If you can have the surgery, it's probably a good idea. Even on prilosec, which stops acid production, the contents of your stomach (i.e., undigested and partially digested food) can back up into your esophagus. If you already have Barrett's, the surgery might make even more sense in your case.

You might want to do research online regarding Barrett's, and also the surgery which is called fundoplication.

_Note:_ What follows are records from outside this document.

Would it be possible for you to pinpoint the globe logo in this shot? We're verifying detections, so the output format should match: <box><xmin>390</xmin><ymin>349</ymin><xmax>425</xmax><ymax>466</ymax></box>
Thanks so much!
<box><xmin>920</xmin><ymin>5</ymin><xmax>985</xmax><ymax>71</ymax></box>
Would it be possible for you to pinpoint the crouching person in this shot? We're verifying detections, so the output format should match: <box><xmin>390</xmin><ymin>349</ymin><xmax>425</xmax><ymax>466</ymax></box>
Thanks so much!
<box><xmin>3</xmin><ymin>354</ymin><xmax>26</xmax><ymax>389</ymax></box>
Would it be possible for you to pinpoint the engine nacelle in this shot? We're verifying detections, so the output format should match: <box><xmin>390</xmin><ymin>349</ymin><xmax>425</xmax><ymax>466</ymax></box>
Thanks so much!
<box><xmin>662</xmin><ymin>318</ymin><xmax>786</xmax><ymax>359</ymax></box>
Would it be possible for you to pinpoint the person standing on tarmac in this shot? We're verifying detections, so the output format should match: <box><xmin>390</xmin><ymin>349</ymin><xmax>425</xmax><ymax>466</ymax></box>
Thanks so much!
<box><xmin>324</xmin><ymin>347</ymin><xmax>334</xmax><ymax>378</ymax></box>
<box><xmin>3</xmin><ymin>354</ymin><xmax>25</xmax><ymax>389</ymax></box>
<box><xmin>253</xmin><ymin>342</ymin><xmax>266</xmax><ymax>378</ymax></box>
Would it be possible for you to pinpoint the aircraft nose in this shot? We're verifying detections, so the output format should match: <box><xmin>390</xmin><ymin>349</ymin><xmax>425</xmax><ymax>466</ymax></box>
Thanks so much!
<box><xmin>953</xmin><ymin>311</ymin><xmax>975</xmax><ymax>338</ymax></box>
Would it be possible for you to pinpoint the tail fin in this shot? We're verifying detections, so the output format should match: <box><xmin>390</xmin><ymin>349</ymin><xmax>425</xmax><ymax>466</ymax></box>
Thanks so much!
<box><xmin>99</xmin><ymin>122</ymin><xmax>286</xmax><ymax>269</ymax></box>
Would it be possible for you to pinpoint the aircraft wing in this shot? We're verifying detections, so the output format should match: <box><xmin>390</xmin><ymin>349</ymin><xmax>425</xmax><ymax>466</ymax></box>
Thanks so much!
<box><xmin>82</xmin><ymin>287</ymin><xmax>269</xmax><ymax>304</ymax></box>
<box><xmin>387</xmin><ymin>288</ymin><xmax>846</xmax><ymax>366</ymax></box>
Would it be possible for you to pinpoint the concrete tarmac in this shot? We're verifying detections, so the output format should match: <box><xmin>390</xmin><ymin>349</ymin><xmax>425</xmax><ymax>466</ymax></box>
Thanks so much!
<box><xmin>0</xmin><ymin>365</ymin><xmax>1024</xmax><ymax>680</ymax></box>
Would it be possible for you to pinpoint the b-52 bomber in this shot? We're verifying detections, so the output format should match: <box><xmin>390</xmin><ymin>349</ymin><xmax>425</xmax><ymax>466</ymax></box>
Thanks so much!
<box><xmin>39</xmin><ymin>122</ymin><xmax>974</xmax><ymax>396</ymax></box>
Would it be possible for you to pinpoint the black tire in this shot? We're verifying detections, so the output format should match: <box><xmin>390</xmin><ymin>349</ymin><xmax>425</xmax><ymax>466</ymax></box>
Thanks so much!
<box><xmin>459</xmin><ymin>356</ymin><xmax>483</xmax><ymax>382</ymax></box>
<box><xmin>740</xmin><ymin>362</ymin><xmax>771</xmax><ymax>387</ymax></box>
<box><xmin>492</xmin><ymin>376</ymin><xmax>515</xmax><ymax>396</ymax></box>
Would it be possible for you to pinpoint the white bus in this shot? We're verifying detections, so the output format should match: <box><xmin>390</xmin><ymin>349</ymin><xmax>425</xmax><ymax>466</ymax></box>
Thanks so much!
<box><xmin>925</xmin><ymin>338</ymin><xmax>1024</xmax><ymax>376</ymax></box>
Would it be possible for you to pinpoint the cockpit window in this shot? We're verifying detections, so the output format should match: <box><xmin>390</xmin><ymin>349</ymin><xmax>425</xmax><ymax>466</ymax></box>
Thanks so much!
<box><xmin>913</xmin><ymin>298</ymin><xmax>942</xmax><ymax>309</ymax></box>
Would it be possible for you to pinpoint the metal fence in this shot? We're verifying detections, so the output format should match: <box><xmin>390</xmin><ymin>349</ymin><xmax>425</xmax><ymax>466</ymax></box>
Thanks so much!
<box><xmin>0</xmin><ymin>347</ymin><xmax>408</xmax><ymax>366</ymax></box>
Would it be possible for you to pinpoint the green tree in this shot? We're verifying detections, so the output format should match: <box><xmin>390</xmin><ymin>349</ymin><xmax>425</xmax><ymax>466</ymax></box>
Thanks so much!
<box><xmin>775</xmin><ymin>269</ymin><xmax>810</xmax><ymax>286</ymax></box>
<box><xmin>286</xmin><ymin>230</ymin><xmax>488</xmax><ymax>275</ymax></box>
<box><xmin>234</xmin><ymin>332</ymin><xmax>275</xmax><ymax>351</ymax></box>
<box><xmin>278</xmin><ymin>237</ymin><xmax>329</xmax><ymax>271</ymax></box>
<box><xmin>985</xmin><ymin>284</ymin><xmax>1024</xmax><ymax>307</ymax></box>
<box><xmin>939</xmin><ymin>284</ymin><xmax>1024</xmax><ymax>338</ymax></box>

If I run across any more information regarding this, I'll post again. Good luck.

fnlost
01-19-2002, 02:54 AM
I had nissen fundoplication surgery 6 month ago-- same as you-- on prilosec... Barretts esophagus...
The hope was that the surgery would totally take care of the reflux-- no more meds..
Well I started having problems again last month-- and the reflux seems to be back-- Just had an Upper GI series & will have an endoscope in a few weeks...
Very frustrating-- thought I had it licked...!!
Do your homework....
good luck

SamQKitty
02-09-2002, 11:16 PM
Before having surgery, you need to have a test called "mamometry" (hope I spelled that right). It measures the peristalsis action in your esophagus. If you have no peristalsis action (like myself) then you can't have the surgery. The reason is that normally, the peristalsis action moves the food down your esophagus and through the sphincter muscle into the stomach. Without peristalsis, the only thing moving food into your stomach is gravity. If they tighten the sphincter (which is what the fundoplication surgery does), the food will never get through the sphincter and will end up backing up in your esophagus. You wouldn't be able to eat at all.

On the other hand, if you've still got motility in your esophagus, then sometimes the surgery can completely solve the problem.